Unless you've been living under a rock this past week, it's unlikely you missed the controversial cover of Time magazine with a mother breastfeeding her almost four year old son. Check out the story at The Age here. The story was widely disseminated by news sites within hours and created the quite predictable media storm I imagine it was expressly created to do.

Before writing this post I was thinking that Grumet must be either astoundingly naive or strategically attention seeking and courting controversy. Further follow-up interviews with her suggest the latter.

I find this cover offensive, but not in the way you might immediately assume. I find it offensive because rather than promoting breastfeeding, it is creating controversy and strife. While I personally wouldn't breastfeed my child at three years old, I'm not against others doing so. It seems to me to be an overtly sexual image, and has been constructed to shock. Combined with it's confrontational headline, "Are You Mom Enough" the whole cover has quite an alarming effect on the reader. Let me explain further. In the context of magazines, and the visual language we understand in our western culture, we have come to expect highly sexual and sexualised images on magazine covers, particularly of women. All of these facts must be considered when 'reading' this image. Grumet is a young, slender attractive woman. She stands in a provocative way and stares into the camera wanting to be looked at. So far nothing unusual for a magazine cover. The child standing on a chair latched onto her breast is where it gets weird.
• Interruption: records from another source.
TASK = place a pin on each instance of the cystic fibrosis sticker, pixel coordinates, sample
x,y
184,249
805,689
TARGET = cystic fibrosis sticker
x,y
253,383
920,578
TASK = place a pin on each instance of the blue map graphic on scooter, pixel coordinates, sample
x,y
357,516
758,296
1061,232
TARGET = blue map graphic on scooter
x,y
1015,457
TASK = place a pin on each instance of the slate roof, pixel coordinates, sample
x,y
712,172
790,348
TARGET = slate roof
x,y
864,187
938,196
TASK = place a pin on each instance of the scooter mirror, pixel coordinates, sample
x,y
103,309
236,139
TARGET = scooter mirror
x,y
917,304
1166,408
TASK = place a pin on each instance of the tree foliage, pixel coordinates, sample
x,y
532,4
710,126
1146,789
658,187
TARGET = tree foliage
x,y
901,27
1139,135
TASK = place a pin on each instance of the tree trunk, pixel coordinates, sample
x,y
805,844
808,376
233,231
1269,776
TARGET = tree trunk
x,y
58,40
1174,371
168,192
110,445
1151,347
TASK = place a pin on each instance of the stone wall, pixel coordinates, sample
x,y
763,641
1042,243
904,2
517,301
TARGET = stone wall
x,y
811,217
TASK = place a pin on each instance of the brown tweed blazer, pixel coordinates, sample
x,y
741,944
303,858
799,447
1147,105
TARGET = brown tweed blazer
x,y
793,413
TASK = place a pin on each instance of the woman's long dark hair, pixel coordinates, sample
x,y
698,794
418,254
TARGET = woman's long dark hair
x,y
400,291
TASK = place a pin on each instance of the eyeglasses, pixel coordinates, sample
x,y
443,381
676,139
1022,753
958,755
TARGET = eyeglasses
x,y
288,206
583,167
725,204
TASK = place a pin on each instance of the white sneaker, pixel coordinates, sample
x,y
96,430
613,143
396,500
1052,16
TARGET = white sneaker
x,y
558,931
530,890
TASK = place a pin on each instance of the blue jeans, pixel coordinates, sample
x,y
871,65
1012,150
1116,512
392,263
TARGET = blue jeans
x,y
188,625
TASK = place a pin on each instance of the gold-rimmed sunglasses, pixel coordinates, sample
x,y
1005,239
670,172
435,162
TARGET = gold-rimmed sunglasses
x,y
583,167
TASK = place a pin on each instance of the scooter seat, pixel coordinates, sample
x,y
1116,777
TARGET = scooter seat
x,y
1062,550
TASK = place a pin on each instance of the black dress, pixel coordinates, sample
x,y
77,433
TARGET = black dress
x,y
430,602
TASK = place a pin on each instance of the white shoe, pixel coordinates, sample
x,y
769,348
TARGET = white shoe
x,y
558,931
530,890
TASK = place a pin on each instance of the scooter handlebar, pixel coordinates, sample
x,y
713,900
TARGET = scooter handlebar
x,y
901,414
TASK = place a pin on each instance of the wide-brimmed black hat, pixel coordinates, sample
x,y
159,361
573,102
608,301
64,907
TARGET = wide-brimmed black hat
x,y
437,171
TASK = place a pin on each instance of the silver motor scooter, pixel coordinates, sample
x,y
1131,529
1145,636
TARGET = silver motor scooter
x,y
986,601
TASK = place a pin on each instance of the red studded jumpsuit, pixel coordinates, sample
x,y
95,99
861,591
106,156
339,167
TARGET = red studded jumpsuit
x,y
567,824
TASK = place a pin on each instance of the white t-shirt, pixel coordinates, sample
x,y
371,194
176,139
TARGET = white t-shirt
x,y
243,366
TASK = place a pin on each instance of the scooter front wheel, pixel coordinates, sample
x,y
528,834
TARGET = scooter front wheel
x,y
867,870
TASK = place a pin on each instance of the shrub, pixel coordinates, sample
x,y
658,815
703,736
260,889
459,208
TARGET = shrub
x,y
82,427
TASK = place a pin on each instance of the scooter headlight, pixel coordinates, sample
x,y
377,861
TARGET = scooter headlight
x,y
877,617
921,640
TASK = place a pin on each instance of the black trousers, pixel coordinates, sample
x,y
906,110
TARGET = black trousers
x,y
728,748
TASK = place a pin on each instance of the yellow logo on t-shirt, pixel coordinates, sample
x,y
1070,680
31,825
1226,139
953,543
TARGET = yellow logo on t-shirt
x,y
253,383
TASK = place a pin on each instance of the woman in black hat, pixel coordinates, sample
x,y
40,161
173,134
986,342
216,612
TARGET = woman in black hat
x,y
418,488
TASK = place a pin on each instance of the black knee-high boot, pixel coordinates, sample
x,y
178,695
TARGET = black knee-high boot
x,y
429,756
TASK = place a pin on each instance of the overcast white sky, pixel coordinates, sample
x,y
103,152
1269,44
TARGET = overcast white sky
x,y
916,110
I think in the photographers mind he was perhaps trying to highlight the many facets of womanhood and the expectations on women. Women are supposed to be attractive, sexy, confident, slim, and at the same time feminine, demure, motherly, nurturing. Can we be both at the same time?

But ultimately I think this cover - and the story - pits women and mothers against each other, using breastfeeding as the weapon. And that's what I find most offensive about this cover. Using breastfeeding - which is so profound, challenging, and important - to tear each other down is wrong. It's cheap and base.

1 comment:

Unknown said...

Well said! Why choose THIS woman to personify mothers? Hitting women on two fronts - you're not good enough in how you look, OR what you choose to do. I don't mind creating controversy for the sake of a healthy debate usually, but we've all been through the cogs of this debate before and you're right, it only tears down, never builds up and makes us better.